Publication PUBLIÉ LE 04/08/2011 PAR Olivier Darrioumerle

@qui ! : Pourquoi des touristes du monde entier viennent jusqu’à Pau pour visiter le château d’Henri IV ?
Paul Mironneau : Le château de Pau est de dimension modeste, mais conserve une collection importante. Certains musées détiennent des collections plus riches, mais ils n’ont pas l’histoire du château de Pau. L’histoire d’Henri IV est irremplaçable dans l’histoire de France, même si aujourd’hui nous connaissons mal le XVIème siècle, nos points de référence ayant beaucoup changé. Certes le château de Pau jouit d’un paysage magistral dans une position géographique idéale, mais notre perception de l’espace varie avec le temps.
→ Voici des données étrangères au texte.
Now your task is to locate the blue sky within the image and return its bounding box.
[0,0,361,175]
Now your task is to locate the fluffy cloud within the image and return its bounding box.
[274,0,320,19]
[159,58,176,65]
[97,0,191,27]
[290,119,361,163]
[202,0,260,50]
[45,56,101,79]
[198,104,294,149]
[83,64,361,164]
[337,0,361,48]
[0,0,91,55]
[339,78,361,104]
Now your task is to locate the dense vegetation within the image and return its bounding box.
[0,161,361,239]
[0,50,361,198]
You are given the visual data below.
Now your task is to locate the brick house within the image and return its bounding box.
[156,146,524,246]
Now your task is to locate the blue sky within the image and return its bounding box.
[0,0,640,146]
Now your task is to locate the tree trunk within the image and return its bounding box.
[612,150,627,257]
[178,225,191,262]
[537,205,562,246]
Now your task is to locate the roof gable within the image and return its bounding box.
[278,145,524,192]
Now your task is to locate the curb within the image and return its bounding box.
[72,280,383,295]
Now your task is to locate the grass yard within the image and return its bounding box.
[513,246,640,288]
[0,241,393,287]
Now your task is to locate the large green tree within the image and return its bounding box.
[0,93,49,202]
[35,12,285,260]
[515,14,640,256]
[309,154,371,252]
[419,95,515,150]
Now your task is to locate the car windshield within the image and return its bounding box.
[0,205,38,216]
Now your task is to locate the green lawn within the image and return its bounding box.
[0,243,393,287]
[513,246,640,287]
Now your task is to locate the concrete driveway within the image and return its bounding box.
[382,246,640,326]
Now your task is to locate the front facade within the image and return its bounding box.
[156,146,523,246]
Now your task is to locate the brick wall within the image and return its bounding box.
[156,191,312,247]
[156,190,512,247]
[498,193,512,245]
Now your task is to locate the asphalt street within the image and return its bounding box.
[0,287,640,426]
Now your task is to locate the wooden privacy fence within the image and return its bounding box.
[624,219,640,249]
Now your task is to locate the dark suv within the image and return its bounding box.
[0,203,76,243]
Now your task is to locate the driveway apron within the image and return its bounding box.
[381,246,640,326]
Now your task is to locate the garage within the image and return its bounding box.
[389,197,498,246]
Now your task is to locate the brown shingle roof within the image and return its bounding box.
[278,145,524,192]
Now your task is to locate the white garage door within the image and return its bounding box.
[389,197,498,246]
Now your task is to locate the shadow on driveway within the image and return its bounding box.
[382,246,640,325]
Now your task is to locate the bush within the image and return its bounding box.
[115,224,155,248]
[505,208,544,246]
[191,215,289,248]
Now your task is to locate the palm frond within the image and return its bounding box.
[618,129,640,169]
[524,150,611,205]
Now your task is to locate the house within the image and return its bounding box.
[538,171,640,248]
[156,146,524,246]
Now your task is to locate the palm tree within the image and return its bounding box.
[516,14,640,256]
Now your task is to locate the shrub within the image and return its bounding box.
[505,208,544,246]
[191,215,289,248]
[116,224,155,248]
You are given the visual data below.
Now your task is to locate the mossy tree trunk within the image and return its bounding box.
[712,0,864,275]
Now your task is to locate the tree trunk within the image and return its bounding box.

Je dirais que le château de Pau est un lieu vraiment imprégné d’Histoire. Il existe d’autres lieux plus magistraux, et le château de Pau n’est pas forcément irremplaçable. Mais ony revient toujours, parce qu’il s’y est réellement passé quelque chose: ce retour est pour ainsi dire inscrit dans l’ADN de l’homme. Pour résumer, le château de Pau établit une cohésion forte entre la Mémoire, le Paysage et certaines expressions artistiques. Tout ceci étant bien considéré, ces jours de météo maussade contribuent aussi à grossir les rangs de nos visiteurs…

@ ! : De quel type de collection dispose le château de Pau ?
P. M. : Il dispose d’une grande diversité de collections, de styles, d’époques tout en respectant une forme de spécialisation. Lorsque le visiteur vient avec une idée il trouve autre chose. Le visiteur qui vient dans l’idée de découvrir un musée spécialisé risque cependant de passer à côté de tout le reste. Celui qui part à la rencontre du roi Henri IV ne trouve que la partie émergée de l’iceberg. Le château de Pau est avant tout un petit palais royal. Un palais royal restauré sous Louis Philippe pour des raisons politiques : revendiquer la figure royale d’Henri IV et se rapprocher de la branche dynastique des Bourbons d’Espagne. C’est ce qui nous vaut un ensemble décoratif complet mais composite, appartenant à des époques et des styles fort différents. C’est une construction artificielle initialement destinée à servir l’idéologie orléaniste. Ce n’est pas directement Henri IV qui était visé. La priorité était de faire du château de Pau une demeure royale. Cette demeure est devenue fameuse et, visite après visite, le château de Pau s’est ouvert jusqu’à devenir Musée national en 1921. Henri IV n’a cessé d’y être célébré, dans un véritable mélange de modèles : monarchique et républicain.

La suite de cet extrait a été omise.